11. The combination according to claim 6 or 8, where the malignant neoplasm is esophageal cancer, myeloma, liver cell cancer, pancreatic cancer, cervical cancer, Ewing's tumor, neuroblastoma, Kaposi’s sarcoma, ovarian cancer, breast cancer, colorectal cancer and rectal cancer, prostate cancer, bladder cancer, melanoma, lung cancer, non-small cell lung cancer (NSCLC) and small cell lung cancer (SCLC), stomach cancer, head and neck cancer, brain cancer, kidney cancer, thyroid cancer, lymphoma and leukemia.

12. The method according to claim 9, where the malignant neoplasm is at a metastatic stage.

13. The use of claim 10, where the malignant neoplasm is at the metastatic stage.

14. The combination according to claim 11, where the malignant neoplasm is at a metastatic stage.

15. The method according to claim 9, where the malignant neoplasm is at a non-metastatic stage.

16. The use of claim 10, where the malignant neoplasm is at a non-metastatic stage.

17. The combination according to claim 11, where the malignant neoplasm is at a non-metastatic stage.
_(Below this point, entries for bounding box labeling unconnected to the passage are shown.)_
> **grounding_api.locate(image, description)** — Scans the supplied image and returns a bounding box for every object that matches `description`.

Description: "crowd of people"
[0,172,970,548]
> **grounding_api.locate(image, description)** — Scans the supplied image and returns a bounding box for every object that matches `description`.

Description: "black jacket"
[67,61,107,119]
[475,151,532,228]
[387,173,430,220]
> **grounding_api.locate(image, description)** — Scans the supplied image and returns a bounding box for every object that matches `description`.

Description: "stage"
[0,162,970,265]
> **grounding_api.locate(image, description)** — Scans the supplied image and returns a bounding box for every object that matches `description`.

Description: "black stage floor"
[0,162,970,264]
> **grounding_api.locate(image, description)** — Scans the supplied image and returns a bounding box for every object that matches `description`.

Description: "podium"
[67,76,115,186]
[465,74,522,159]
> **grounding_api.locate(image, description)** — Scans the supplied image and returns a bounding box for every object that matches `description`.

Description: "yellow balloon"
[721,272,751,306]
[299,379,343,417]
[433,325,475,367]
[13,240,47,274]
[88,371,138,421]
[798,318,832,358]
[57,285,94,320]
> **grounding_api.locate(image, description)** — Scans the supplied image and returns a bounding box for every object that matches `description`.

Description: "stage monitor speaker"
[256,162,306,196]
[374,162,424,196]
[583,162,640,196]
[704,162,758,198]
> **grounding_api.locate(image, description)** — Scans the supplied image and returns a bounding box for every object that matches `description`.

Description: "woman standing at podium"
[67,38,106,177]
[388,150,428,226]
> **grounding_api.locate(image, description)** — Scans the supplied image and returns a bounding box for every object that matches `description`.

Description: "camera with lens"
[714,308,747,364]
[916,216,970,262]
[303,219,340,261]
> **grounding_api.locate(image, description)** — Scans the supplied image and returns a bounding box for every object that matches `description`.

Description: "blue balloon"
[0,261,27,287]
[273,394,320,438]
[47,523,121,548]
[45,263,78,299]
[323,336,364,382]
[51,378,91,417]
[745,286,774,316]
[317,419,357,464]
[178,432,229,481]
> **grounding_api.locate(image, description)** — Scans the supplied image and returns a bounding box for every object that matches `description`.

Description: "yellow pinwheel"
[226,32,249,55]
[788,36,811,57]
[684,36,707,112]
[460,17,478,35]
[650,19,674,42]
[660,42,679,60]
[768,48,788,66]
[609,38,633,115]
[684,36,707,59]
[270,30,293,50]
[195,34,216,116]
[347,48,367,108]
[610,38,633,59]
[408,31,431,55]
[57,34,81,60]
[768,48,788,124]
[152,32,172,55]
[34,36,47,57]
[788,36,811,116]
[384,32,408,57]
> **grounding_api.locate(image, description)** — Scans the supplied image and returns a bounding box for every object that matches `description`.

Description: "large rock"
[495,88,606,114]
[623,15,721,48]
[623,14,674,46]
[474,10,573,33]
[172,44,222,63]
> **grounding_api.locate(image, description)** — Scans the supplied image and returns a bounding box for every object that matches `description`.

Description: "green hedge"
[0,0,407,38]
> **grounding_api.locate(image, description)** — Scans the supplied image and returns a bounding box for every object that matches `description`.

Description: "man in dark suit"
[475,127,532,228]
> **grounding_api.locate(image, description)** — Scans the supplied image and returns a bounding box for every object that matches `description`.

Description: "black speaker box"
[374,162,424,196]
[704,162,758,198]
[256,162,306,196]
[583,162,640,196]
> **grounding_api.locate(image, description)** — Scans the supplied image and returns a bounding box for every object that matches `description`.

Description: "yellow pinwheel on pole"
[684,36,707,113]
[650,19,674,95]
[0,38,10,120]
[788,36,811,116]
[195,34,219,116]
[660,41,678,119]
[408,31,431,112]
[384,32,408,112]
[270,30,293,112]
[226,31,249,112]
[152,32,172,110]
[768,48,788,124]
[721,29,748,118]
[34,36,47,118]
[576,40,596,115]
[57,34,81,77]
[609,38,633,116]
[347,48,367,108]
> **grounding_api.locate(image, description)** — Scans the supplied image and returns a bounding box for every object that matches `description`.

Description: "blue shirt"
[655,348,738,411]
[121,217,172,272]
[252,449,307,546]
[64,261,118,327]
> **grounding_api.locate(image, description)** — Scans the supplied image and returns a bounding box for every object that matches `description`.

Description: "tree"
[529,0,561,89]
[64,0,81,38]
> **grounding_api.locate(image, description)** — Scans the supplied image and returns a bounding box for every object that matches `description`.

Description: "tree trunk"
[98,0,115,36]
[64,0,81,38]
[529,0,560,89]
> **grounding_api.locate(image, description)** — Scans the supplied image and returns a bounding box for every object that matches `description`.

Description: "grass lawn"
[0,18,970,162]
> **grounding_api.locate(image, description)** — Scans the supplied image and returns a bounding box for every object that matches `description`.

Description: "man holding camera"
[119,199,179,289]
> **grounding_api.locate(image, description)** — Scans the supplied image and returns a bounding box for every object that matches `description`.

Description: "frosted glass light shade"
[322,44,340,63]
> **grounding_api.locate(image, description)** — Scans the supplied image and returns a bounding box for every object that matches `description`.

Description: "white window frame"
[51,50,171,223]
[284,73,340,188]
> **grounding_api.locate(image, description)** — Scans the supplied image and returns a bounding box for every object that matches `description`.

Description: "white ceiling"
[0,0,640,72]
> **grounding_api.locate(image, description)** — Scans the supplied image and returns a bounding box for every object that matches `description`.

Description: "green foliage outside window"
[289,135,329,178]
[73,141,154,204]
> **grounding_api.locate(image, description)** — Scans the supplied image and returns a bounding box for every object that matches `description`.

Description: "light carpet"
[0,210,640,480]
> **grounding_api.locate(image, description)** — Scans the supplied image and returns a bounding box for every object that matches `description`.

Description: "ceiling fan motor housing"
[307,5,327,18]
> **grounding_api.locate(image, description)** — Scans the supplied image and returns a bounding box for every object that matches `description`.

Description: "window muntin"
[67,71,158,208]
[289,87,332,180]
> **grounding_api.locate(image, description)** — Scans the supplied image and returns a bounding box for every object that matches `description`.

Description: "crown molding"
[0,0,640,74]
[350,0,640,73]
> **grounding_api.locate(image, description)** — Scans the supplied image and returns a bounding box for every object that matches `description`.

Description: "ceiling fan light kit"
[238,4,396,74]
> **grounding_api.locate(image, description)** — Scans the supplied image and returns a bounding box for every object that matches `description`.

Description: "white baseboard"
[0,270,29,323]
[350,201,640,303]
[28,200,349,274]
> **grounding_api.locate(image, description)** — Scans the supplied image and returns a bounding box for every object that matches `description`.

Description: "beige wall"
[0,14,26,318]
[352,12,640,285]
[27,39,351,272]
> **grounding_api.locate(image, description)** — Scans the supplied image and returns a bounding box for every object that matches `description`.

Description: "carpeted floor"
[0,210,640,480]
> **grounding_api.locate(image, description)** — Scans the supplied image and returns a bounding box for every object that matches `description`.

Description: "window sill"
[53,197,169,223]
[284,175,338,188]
18. The method according to claim 9, where the cancer is a kidney, thyroid, lung, breast or prostate cancer.

19. The use of claim 10, where the malignant neoplasm is a cancer of the kidney, thyroid, lung, breast or prostate gland.

20. The combination of claim 11, wherein the cancer is a kidney, thyroid, lung, breast, or prostate cancer.